Myers’s condemnation of Nassar’s immoral behavior does raise an important question about Myers’s worldview. On what rational basis can an atheist condemn immorality? After all, atheists deny the supernatural. They insist that the natural world — the world as described by physical science — is all that exists. Most atheists deny the existence of immaterial minds, and by definition they deny the existence of a Mind that creates, holds in existence, and judges humanity.

So why, from the atheist perspective, is some behavior immoral? What does an atheist mean by “immoral”?

Immoral behavior is obviously, in some sense, behavior that transgresses a law. What kind of law? There would seem to be two options: objective law and subjective law. By objective law I mean law that is independent of human opinion and that does not have its source in human minds. By subjective law I mean law that is dependent on human opinion and that has its source in human minds.

Sexual assault is, in our society, a violation of subjective law. It is a transgression against the moral beliefs of most people. It is also a transgression against positive law, which is law in a legal sense. Is this transgression against majority opinion or against written law what Myers means when he says that sexual assault is immoral?
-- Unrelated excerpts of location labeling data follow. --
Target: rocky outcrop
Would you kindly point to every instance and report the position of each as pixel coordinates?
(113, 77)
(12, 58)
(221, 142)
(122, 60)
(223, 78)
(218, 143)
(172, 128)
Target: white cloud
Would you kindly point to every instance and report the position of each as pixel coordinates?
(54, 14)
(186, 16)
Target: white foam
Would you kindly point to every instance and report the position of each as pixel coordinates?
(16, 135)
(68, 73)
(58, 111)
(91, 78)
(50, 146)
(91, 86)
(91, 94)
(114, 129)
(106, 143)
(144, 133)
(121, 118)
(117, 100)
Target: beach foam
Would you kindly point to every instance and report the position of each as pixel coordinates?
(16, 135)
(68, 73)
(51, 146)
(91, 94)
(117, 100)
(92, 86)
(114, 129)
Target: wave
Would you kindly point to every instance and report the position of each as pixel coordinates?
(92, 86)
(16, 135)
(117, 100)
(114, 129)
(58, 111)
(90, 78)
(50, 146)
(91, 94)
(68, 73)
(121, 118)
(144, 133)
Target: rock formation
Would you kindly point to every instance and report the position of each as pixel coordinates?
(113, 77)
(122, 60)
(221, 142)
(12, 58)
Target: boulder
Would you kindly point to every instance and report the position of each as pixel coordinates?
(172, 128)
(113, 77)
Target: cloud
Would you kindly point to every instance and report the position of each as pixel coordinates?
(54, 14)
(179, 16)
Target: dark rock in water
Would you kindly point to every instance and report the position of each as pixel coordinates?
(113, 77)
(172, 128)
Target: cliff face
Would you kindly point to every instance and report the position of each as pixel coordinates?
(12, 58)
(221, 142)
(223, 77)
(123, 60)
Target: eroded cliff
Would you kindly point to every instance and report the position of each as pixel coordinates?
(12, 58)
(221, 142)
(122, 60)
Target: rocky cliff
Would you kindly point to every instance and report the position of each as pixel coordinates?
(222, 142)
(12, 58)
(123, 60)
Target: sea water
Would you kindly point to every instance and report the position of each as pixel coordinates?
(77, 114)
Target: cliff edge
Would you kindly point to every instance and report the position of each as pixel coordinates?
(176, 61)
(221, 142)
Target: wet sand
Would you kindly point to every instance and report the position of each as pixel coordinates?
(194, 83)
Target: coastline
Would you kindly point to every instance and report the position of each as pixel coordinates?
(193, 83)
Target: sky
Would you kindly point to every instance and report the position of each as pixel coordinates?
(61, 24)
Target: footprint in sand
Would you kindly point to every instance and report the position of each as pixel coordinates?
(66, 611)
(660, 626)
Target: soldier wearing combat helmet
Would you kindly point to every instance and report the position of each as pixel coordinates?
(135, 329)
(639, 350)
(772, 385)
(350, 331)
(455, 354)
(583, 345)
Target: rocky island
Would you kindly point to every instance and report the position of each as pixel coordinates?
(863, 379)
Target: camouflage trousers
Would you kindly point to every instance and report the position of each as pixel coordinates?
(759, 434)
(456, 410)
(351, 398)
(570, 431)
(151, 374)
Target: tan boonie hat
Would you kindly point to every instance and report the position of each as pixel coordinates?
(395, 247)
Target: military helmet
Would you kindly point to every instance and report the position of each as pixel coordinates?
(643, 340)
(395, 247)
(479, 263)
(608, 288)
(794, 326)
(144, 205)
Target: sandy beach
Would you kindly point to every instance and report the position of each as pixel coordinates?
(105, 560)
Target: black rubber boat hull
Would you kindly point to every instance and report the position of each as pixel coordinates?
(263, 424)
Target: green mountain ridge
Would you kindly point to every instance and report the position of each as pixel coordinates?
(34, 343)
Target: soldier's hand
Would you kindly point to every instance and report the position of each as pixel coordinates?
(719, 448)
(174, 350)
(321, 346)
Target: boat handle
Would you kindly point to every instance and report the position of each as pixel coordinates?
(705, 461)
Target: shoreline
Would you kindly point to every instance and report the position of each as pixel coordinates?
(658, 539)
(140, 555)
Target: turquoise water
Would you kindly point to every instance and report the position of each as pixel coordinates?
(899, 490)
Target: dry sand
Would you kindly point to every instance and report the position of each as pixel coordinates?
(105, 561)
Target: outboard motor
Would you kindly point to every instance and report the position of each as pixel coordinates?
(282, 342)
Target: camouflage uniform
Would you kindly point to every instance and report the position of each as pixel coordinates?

It seems that he means more than that. He seems to mean that sexual assault is objectively immoral. It is immoral in its very nature, regardless of the particular mores of a culture or the particular laws on the books. Myers is appropriately outraged by Nassar’s assaults on these girls, and he and I agree on that. But the outrage goes deeper than our disapproval of behavior that transgressed social custom or legislation.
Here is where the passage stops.